Villegas and Iglesias last year opposed that contract between the city and the union for $25 million in raises for police officers over three years, and initially blocked mid-year budget adjustments to start paying for them.

“Mr. Villegas was an absolute ‘no’ in the approval of the public safety budget and a ‘no’ on the officer’s current MOU (contract), which was the only reason the police department has been able to address the vacancies, retention and recruitment efforts,” the union’s Jan. 21 letter reads.

“During the budget approval process, they directed City staff to segregate the entire police budget to enable them to vote ‘No’ on that part of the budget that supports public safety,” says another section of the letter.

Resident Johnathan Hernandez in public comment said that although he doesn’t see “eye-to-eye” with Villegas and Iglesias on all issues, “it is my responsibility as a resident to recognize injustices, and this is an injustice.”

“Do not stay silent. Go against the corruption of the POA. The city is not theirs,” he said.

Still, Villegas supported the council’s move to disband the committees Tuesday, citing a $55,000 cost figure for city staff and council members to man all of the committees —  a point brought up by Councilman Phil Bacerra, who questioned the efficiency of such public money going toward committees where votes aren’t made.

Bacerra before the vote acknowledged the political backdrop, pointing out that “certain political entities” have “decided to politicize this and myopically narrow the focus on council members and take the focus away from what I saw as an opportunity to streamline the process and in fact, I saw an opportunity to focus the sunshine where it should be, which is on this council.”

Disbanding the committees and restructuring them at some point in the future – which the council set no clear date for – leaves the possibility that the council could rebuild a similar public safety board leaving Villegas and Iglesias out.

Despite this, Villegas said doing away with the committees in the meantime would “save quite a bit of money.”

He added that “if we feel that we would need a committee” for a substantial project to go through, “we could bring it back at a future date.”

Penaloza, while supportive of restructuring the committees to reflect a new council following the elections, said “the community really enjoys them and likes having that additional layer of input. It helps us really dissect things before they come to the council.”

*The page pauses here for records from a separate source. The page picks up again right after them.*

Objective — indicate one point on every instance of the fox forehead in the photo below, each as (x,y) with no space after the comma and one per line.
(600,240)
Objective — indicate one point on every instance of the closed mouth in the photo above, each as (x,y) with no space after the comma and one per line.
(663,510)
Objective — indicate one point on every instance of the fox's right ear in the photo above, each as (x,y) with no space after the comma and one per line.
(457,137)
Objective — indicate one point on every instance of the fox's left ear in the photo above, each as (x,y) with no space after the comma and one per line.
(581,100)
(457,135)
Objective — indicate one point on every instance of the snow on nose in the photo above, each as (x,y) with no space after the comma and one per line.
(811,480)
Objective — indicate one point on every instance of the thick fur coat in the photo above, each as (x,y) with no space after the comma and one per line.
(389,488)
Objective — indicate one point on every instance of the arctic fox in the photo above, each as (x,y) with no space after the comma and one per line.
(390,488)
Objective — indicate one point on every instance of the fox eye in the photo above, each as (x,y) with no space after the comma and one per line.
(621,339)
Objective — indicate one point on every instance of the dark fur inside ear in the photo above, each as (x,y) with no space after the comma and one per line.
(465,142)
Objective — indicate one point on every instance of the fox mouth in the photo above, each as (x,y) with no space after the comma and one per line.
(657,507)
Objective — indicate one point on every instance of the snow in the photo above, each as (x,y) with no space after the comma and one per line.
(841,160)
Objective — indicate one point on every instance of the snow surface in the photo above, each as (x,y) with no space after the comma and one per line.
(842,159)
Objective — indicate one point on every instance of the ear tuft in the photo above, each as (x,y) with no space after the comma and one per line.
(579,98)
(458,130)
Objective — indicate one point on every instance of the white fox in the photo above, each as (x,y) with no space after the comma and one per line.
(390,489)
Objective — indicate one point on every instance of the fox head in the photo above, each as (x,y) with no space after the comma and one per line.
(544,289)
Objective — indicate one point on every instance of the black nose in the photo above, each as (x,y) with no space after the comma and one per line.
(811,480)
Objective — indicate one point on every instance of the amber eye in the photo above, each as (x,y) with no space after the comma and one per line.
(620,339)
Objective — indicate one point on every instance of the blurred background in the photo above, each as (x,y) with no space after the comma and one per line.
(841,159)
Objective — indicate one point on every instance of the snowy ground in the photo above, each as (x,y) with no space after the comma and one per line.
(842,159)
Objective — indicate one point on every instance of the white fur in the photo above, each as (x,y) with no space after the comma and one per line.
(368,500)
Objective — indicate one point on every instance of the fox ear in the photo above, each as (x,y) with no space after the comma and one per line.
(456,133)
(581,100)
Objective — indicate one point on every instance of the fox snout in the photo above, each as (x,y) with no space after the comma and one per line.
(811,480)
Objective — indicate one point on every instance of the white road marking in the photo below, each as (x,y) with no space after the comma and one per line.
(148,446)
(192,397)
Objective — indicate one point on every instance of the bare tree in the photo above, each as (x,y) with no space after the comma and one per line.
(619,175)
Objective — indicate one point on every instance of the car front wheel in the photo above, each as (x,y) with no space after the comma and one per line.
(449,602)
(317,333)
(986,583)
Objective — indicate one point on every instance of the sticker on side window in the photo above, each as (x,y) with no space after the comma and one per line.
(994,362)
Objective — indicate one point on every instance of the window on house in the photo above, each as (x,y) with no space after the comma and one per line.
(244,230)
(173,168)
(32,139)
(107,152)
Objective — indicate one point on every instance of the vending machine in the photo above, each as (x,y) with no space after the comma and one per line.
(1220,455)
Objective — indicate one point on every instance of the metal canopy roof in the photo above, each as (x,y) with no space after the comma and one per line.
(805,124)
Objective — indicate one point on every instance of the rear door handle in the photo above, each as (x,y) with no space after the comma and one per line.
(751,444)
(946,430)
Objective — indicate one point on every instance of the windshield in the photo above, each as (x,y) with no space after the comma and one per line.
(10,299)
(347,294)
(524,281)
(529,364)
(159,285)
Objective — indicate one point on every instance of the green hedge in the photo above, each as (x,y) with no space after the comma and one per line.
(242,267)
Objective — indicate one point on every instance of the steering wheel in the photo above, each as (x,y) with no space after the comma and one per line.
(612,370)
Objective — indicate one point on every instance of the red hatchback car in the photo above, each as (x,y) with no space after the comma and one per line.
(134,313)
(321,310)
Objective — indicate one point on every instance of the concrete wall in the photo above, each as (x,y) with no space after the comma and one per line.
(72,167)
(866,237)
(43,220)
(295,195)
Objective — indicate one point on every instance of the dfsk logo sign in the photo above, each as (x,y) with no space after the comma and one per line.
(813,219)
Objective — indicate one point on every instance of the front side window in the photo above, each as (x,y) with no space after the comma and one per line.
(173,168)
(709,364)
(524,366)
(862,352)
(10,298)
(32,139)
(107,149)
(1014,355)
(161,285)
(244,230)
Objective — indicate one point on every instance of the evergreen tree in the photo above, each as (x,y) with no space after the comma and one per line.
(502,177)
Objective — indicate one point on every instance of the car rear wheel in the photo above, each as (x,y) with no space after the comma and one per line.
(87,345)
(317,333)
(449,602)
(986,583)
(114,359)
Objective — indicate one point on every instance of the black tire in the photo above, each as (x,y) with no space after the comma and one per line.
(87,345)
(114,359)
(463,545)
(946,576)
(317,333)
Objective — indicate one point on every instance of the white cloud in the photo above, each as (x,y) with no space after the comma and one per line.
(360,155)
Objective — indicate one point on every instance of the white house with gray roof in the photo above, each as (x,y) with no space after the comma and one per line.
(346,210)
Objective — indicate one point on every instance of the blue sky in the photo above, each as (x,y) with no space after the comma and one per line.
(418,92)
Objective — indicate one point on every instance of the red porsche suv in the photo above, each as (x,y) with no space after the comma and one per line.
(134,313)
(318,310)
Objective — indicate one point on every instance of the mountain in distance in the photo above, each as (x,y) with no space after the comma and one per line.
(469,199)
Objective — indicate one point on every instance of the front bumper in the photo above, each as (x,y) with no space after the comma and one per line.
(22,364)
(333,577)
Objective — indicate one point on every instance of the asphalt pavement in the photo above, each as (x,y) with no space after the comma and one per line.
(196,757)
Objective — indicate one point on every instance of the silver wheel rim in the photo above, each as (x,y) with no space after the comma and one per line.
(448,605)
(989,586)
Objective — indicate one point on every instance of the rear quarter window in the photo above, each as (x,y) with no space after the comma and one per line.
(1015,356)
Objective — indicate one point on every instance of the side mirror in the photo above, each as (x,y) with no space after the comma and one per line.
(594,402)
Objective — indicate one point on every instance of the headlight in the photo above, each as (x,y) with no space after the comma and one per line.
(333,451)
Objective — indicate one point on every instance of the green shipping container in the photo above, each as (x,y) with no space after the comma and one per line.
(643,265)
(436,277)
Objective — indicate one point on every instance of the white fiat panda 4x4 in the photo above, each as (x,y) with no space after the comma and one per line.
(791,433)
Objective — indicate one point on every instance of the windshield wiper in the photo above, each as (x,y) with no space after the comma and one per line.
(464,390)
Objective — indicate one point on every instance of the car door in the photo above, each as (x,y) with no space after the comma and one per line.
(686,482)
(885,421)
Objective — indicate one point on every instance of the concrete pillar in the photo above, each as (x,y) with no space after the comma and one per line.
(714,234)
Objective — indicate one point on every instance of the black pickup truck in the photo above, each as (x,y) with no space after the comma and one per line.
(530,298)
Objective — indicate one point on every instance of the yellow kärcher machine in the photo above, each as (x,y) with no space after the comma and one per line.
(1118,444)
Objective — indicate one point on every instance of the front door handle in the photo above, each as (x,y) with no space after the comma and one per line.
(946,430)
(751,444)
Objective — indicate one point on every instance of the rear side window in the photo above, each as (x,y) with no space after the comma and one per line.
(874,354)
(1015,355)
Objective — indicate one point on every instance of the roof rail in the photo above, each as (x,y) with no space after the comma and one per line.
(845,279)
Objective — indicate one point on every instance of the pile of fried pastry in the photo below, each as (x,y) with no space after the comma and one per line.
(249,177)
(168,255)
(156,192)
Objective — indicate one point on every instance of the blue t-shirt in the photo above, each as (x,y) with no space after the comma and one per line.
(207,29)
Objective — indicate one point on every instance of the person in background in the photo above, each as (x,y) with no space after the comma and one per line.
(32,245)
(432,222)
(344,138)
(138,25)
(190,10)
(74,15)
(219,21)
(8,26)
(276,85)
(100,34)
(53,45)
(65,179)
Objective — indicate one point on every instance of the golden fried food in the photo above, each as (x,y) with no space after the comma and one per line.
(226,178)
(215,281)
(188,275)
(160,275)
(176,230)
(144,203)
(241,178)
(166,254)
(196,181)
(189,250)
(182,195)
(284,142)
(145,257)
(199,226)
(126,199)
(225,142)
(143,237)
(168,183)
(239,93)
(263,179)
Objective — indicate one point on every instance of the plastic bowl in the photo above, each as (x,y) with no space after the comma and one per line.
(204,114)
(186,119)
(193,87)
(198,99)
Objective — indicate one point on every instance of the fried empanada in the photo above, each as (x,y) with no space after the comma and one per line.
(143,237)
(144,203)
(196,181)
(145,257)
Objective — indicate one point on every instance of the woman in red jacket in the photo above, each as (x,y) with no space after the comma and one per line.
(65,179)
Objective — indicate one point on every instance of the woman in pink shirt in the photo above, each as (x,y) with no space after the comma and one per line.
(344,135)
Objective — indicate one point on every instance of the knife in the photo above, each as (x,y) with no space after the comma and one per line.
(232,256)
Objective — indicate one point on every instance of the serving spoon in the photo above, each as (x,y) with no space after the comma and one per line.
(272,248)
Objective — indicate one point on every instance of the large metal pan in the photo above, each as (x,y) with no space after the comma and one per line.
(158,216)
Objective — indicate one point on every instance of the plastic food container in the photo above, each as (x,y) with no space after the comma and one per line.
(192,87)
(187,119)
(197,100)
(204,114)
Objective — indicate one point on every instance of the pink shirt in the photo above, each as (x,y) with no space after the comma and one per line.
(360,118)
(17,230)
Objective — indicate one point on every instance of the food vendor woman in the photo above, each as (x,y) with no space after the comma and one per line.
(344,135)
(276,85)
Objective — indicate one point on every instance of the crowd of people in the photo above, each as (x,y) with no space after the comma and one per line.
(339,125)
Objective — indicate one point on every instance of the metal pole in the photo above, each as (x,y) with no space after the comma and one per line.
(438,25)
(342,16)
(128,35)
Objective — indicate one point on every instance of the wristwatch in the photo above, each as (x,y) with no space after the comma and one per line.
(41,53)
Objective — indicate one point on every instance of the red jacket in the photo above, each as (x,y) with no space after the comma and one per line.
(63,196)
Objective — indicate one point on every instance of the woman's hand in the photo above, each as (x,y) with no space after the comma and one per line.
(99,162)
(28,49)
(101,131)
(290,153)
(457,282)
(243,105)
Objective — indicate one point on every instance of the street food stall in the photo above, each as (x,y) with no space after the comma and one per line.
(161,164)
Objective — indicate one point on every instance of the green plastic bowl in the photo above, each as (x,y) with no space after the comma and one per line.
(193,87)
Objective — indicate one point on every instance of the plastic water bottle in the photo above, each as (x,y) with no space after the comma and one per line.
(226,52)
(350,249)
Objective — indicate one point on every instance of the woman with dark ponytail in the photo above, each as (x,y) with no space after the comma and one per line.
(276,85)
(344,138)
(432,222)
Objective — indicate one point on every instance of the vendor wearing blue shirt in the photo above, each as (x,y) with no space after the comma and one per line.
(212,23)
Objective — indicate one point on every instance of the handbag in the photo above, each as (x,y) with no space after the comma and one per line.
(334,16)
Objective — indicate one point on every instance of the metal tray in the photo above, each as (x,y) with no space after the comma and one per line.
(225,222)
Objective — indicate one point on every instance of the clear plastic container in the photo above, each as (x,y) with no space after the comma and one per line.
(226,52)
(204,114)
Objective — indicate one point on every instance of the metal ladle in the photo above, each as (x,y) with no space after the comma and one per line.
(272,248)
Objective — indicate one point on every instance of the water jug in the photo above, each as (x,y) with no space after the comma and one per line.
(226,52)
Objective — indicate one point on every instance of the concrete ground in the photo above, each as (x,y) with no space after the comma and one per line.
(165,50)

“I do think that these committees do serve a purpose and provide a real valuable avenue for the public to give ideas, we should have more engagement with our residents rather than less,” Solorio said before the vote.

Mayor Miguel Pulido said that when the time comes to restructure the committees, the council will have to think about council members’ “purpose” for each committee.

“The bigger question is ‘purpose.’ … I’d be open to bring it back and if there’s three members that want to serve on a particular committee and they have purpose, and they agree with staff and we all have a discussion, I’d go for that,” Pulido said.

He pointed out that while the Family Justice Center – a product of the public safety board – has been “wonderful” since it opened, “a lot of the work was done really not in the committee, cause it really can’t do some of that work.”

The Family Justice Center was another point of criticism in the union’s letter, which called the center a “political ploy” for Villegas and raised questions over the hiring of a “female friend” of Villegas to help coordinate the center. The letter also criticized the center for its location inside the police department, which the union contends is unusual and should be separate.

The center has been open for less than a week, but has already shown to have a use for residents. Since last Wednesday, the center has seen four new walk-in clients, with one of them making a follow-up appointment, according to staff.

The Family Justice Center is “wonderful, but it could’ve and probably would’ve happened anyway,” Pulido said. “Ultimately this is where the accountability has to be, right here on this dais.”